Inductive Databases and Constraint-Based Data Mining
Title | Inductive Databases and Constraint-Based Data Mining PDF eBook |
Author | Sašo Džeroski |
Publisher | Springer Science & Business Media |
Pages | 458 |
Release | 2010-11-18 |
Genre | Computers |
ISBN | 1441977384 |
This book is about inductive databases and constraint-based data mining, emerging research topics lying at the intersection of data mining and database research. The aim of the book as to provide an overview of the state-of- the art in this novel and - citing research area. Of special interest are the recent methods for constraint-based mining of global models for prediction and clustering, the uni?cation of pattern mining approaches through constraint programming, the clari?cation of the re- tionship between mining local patterns and global models, and the proposed in- grative frameworks and approaches for inducive databases. On the application side, applications to practically relevant problems from bioinformatics are presented. Inductive databases (IDBs) represent a database view on data mining and kno- edge discovery. IDBs contain not only data, but also generalizations (patterns and models) valid in the data. In an IDB, ordinary queries can be used to access and - nipulate data, while inductive queries can be used to generate (mine), manipulate, and apply patterns and models. In the IDB framework, patterns and models become ”?rst-class citizens” and KDD becomes an extended querying process in which both the data and the patterns/models that hold in the data are queried.
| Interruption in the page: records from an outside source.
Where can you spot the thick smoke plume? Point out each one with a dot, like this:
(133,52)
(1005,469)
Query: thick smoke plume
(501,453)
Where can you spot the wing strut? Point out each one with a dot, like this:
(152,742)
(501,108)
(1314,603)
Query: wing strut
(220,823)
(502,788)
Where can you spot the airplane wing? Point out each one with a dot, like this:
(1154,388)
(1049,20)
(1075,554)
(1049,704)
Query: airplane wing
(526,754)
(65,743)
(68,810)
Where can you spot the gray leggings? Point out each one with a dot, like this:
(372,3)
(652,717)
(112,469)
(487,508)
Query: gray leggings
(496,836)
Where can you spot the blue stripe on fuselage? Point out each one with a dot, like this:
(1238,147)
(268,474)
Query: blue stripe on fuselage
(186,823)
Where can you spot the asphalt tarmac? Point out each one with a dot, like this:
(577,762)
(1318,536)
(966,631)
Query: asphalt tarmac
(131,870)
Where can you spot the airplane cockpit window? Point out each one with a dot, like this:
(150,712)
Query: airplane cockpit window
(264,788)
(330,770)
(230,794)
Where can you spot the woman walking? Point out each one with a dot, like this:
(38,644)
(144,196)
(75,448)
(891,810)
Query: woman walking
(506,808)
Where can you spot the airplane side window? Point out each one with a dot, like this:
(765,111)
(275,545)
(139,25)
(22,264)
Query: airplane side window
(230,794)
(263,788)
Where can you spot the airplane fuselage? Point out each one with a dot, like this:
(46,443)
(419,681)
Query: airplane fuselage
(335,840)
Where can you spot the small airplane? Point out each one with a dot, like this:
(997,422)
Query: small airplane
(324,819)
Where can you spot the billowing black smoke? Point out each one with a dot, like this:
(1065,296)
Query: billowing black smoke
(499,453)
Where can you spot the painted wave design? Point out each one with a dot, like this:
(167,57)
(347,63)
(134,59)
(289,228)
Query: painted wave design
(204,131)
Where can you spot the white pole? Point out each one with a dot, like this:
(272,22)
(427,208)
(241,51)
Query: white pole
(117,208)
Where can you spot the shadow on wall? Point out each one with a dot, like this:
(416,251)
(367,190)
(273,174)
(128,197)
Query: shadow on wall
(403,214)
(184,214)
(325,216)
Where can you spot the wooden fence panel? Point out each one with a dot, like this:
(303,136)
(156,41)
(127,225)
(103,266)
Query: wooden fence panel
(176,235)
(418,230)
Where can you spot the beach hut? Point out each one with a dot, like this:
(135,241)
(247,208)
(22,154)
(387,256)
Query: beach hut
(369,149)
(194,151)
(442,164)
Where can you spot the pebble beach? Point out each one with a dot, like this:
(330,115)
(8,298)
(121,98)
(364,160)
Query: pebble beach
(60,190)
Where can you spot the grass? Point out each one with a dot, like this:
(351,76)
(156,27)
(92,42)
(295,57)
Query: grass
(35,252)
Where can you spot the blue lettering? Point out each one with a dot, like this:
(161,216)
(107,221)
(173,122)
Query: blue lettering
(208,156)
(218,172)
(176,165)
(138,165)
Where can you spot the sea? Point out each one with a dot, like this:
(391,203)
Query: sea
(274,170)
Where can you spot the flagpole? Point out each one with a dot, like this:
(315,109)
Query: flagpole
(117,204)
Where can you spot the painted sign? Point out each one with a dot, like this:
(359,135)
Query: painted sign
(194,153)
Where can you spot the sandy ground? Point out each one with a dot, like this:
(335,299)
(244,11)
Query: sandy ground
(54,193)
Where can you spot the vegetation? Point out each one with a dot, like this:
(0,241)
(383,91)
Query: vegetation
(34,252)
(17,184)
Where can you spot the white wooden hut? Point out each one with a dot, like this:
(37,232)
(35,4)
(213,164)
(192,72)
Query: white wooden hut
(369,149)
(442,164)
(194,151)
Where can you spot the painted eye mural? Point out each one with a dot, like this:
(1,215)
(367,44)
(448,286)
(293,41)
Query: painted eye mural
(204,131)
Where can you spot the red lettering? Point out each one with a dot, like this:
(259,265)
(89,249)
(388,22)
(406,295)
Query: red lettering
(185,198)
Data Mining With Sql Server 2005
Title | Data Mining With Sql Server 2005 PDF eBook |
Author | Zhaohui Tang And Jamine Maclennan |
Publisher | John Wiley & Sons |
Pages | 488 |
Release | 2005-10-06 |
Genre | |
ISBN | 9788126506446 |
Mining Complex Data
Title | Mining Complex Data PDF eBook |
Author | Zbigniew W. Ras |
Publisher | Springer Science & Business Media |
Pages | 275 |
Release | 2008-05-26 |
Genre | Computers |
ISBN | 3540684158 |
This book constitutes the refereed proceedings of the Third International Workshop on Mining Complex Data, MCD 2007, held in Warsaw, Poland, in September 2007, co-located with ECML and PKDD 2007. The 20 revised full papers presented were carefully reviewed and selected; they present original results on knowledge discovery from complex data. In contrast to the typical tabular data, complex data can consist of heterogenous data types, can come from different sources, or live in high dimensional spaces. All these specificities call for new data mining strategies.